RAG Web Browser enables this capability. It is optimized for speed. When used in standby mode, you can get responses within 16 seconds.

It provides web browsing functionality for AI agents and LLM applications, similar to the web browsing feature in ChatGPT, and has been designed for easy integration with LLM applications, GPTs, OpenAI Assistants, and RAG pipelines using function calling.

This Actor accepts a search phrase or a URL as input, queries Google Search, then crawls web pages from the top search results, cleans the HTML, converts it to text or Markdown, and returns it for processing by the LLM application. We’ll demo how it retrieves information using the following search term: visa requirements for Japan EU citizens

We also set the maximum number of top organic Google Search results whose web pages will be extracted to 3.

After the Actor finishes running, we can see that it retrieved relevant sources such as the Ministry of Foreign Affairs of Japan and the Embassy of Japan in the US, providing reliable information that an AI chatbot could use to generate an answer.

💡

You can use the site parameter to exclude specific websites from results.
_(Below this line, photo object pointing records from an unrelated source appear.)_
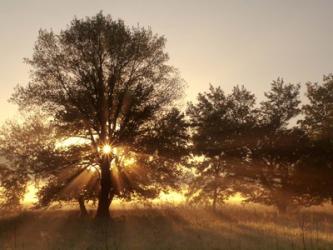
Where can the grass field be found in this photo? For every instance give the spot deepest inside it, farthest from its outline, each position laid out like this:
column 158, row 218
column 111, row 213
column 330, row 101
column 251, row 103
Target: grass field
column 232, row 227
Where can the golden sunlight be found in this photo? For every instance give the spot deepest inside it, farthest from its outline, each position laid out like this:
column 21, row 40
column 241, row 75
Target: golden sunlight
column 106, row 149
column 30, row 195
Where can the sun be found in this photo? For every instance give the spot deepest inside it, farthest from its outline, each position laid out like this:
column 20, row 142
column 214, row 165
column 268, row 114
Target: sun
column 106, row 149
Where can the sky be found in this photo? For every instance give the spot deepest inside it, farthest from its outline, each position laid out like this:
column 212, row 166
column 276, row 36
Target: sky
column 223, row 43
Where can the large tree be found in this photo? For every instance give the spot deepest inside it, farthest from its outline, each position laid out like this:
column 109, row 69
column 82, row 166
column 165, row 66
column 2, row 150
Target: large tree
column 102, row 81
column 221, row 125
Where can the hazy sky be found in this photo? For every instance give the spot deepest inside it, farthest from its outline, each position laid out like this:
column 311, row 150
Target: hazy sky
column 220, row 42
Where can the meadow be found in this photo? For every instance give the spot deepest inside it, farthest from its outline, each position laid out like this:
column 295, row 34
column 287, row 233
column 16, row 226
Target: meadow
column 231, row 227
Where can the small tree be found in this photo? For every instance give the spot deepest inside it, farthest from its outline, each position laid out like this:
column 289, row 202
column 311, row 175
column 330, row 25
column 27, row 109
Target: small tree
column 278, row 148
column 221, row 128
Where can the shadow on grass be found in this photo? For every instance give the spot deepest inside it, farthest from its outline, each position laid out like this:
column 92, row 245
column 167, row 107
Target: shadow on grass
column 150, row 229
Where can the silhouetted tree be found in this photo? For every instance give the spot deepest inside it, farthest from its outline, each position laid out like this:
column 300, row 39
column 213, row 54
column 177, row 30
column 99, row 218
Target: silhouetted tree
column 103, row 81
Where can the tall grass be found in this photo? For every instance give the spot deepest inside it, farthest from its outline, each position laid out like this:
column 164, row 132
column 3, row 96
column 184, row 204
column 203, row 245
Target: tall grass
column 231, row 227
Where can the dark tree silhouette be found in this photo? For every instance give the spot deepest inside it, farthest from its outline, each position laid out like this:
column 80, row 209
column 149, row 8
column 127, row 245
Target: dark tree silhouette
column 102, row 81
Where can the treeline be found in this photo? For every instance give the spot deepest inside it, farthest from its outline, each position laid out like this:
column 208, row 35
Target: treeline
column 101, row 122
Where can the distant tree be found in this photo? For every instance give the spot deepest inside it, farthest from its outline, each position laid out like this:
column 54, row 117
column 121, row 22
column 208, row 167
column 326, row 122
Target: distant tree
column 318, row 124
column 22, row 151
column 221, row 126
column 102, row 81
column 30, row 152
column 277, row 151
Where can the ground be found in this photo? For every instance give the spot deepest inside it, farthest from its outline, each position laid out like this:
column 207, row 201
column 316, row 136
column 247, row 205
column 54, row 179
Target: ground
column 231, row 227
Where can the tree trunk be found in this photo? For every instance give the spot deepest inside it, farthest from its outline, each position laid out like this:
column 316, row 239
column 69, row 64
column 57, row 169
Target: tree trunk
column 105, row 196
column 83, row 210
column 214, row 200
column 282, row 208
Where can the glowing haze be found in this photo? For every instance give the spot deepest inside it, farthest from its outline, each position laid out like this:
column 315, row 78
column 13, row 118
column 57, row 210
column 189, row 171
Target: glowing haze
column 220, row 42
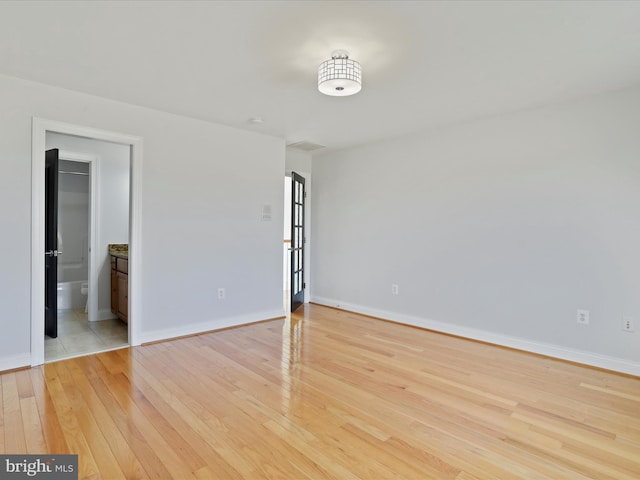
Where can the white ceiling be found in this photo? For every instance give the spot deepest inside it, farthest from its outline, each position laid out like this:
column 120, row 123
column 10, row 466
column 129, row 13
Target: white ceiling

For example, -site:apify.com RAG will give you results about RAG from websites that aren't Apify. This is especially useful if you’ve already used RAG to embed Apify website data in your chatbot.

Conclusion

A chatbot is only useful if it can actually answer questions correctly. With automated scraping handling the heavy lifting, you can focus on building the chatbot itself rather than wrangling data.

Once the scraping pipeline is running on a schedule and RAG Web Browser is handling the gaps, your chatbot has what it needs to stay accurate without any manual intervention.